How much harder would it be to simulate various human brain cells?

Mycoplasma genitalium has less than 600 genes. We have something like 30,000. So a ballpark answer might be "at least 50 times harder". I expect it would be very much more than that, as a free-living microbe has much simpler interactions with everything around it, while a neuron can have connections to thousands of other neurons. Neurons are also much bigger, with more physically complex stuff.

Thinking in terms of uploads, it might not be necessary to simulate all that in order to duplicate whatever is important about its function. If you don't know what is important about its function, then you may have to brute-force it at the highest level of detail you can manage, at least until you discover what is important.

ETA: Also, neurons are faster. The time step of their simulation was 1 second. For neurons transmitting electrical signals, you'd need somewhere below 1 millisecond resolution. So there's another factor of at least 1000.

[-]Cyan20

So a ballpark answer might be "at least 50 times harder".

The "at least" part seems wrong to me. Cellular differentiation works by deactivating some genes more-or-less permanently and by sequestering deactivated genes in densely packed regions of chromatin that are inaccessible to transcription complexes. (This is a one-sentence summary of an absurdly complex biological process. You have been warned.) Understanding the functional molecular biology of a highly differentiated cell type like a neuron won't require the understanding of 30K interacting genes.

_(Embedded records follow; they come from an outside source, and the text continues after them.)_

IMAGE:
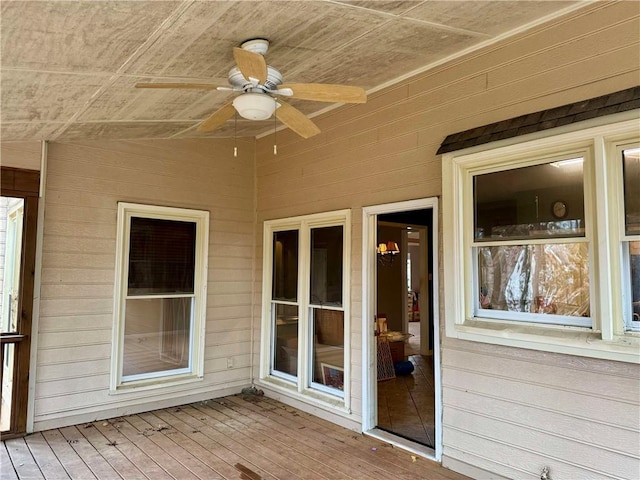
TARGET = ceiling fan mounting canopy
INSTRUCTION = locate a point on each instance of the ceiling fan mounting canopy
(258, 84)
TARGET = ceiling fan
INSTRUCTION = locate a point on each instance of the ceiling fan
(261, 90)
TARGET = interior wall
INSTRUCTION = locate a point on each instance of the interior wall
(508, 411)
(389, 278)
(24, 155)
(85, 182)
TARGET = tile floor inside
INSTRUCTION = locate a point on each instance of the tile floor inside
(406, 404)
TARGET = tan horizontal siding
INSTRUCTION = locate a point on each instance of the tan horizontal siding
(85, 182)
(507, 411)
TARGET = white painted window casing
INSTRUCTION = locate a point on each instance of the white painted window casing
(299, 378)
(177, 351)
(604, 334)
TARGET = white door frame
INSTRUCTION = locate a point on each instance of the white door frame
(369, 376)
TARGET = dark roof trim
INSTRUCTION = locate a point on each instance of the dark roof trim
(617, 102)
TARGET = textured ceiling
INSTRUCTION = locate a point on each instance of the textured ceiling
(68, 67)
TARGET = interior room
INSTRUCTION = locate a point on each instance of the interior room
(406, 392)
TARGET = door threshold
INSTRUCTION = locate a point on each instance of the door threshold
(401, 442)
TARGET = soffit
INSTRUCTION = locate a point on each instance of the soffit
(68, 68)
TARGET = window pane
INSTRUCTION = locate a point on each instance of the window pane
(285, 354)
(8, 373)
(285, 266)
(326, 266)
(11, 222)
(530, 202)
(631, 169)
(550, 279)
(161, 256)
(328, 348)
(634, 271)
(156, 335)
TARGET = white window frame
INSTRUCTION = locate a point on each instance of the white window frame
(606, 336)
(620, 239)
(195, 370)
(302, 386)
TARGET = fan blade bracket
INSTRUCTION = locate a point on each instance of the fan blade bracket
(287, 92)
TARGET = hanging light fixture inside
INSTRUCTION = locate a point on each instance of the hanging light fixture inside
(387, 252)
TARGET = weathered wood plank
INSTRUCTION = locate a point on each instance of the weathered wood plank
(336, 463)
(202, 447)
(269, 447)
(23, 462)
(230, 438)
(7, 470)
(166, 461)
(143, 462)
(378, 463)
(111, 453)
(98, 465)
(68, 457)
(44, 456)
(201, 422)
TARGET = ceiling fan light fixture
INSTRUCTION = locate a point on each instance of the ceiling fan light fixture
(254, 106)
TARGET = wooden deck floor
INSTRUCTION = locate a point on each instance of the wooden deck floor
(235, 437)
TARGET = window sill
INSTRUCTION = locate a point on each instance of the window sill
(313, 397)
(566, 340)
(155, 383)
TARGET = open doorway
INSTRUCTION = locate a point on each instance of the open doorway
(404, 389)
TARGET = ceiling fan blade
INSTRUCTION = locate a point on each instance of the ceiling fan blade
(296, 120)
(202, 86)
(251, 65)
(324, 92)
(218, 118)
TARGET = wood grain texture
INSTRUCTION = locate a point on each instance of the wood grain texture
(233, 438)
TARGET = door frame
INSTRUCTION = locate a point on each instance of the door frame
(23, 184)
(369, 376)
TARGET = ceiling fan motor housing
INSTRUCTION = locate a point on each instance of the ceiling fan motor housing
(274, 78)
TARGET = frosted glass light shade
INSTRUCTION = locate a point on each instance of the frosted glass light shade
(254, 106)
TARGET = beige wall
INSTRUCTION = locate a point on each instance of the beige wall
(85, 180)
(25, 155)
(506, 410)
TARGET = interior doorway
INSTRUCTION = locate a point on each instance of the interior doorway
(18, 221)
(403, 387)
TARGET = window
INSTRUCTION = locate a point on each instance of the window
(543, 242)
(530, 247)
(305, 291)
(160, 294)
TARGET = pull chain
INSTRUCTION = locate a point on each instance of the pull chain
(235, 135)
(275, 129)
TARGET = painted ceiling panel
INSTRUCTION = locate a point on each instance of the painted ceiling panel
(76, 36)
(43, 96)
(489, 17)
(69, 67)
(123, 102)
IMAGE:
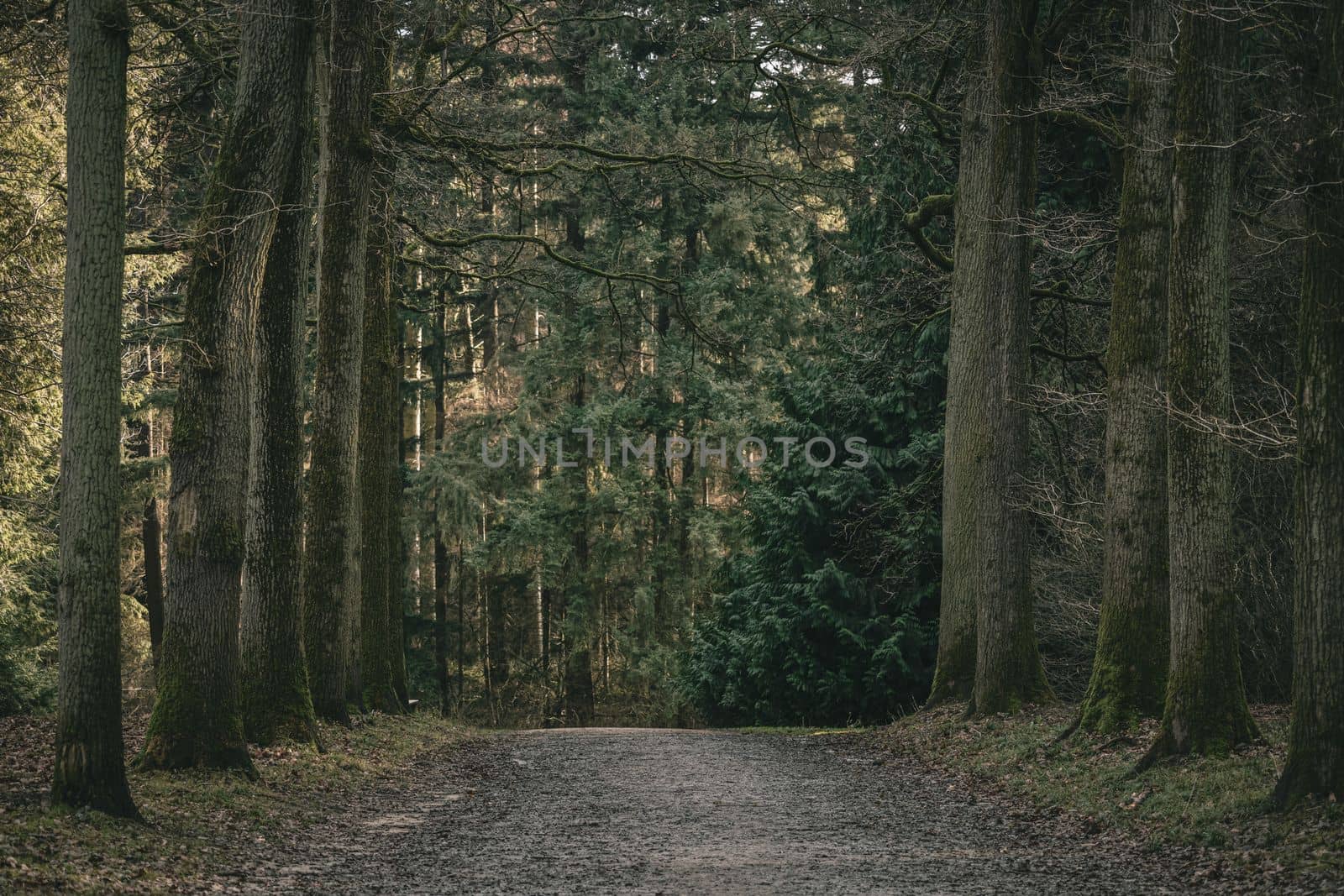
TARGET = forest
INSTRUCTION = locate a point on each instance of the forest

Good point. Is anything known about what proportion of genes might be turned off in a differentiated cell?

[-]Cyan10

Lots, but not by me at this time.

I don't know if this is at all accurate, but I might expect genes to add complexity non-linearly; like each new gene gives four new possibilities, so 50 times as many genes would make the simulation up to 4^50 times as hard.

I don't think that works. It would have Mycoplasma genitalium's 525 genes making it 4^525 times as hard to simulate as water.

I agree that when I think about the number 4^525 I don't think it is reasonable for describing anything ever.

In order to understand the nervous system, it is necessary to know the synaptic connections between the neurons, yet to date, only the wiring diagram of the adult hermaphrodite of the nematode Caenorhabditis elegans has been determined. Here, we present the wiring diagram of the posterior nervous system of the C. elegans adult male, reconstructed from serial electron micrograph sections. This region of the male nervous system contains the sexually dimorphic circuits for mating. The synaptic connections, both chemical and gap junctional, form a neural network with four striking features: multiple, parallel, short synaptic pathways directly connecting sensory neurons to end organs; recurrent and reciprocal connectivity among sensory neurons; modular substructure; and interneurons acting in feedforward loops. These features help to explain how the network robustly and rapidly selects and executes the steps of a behavioral program on the basis of the inputs from multiple sensory neurons.

"The Connectome of a Decision-Making Neural Network"; fulltext

[-]Clippy-30

This seems like a really roundabout way to research manufacturing processes. There are much simpler factory designs than a biological cell, which have a higher efficiency (as measured by useful output per useful unit input). Those are what should be modeled, researched, and optimized, not these labyrinthine mechanisms.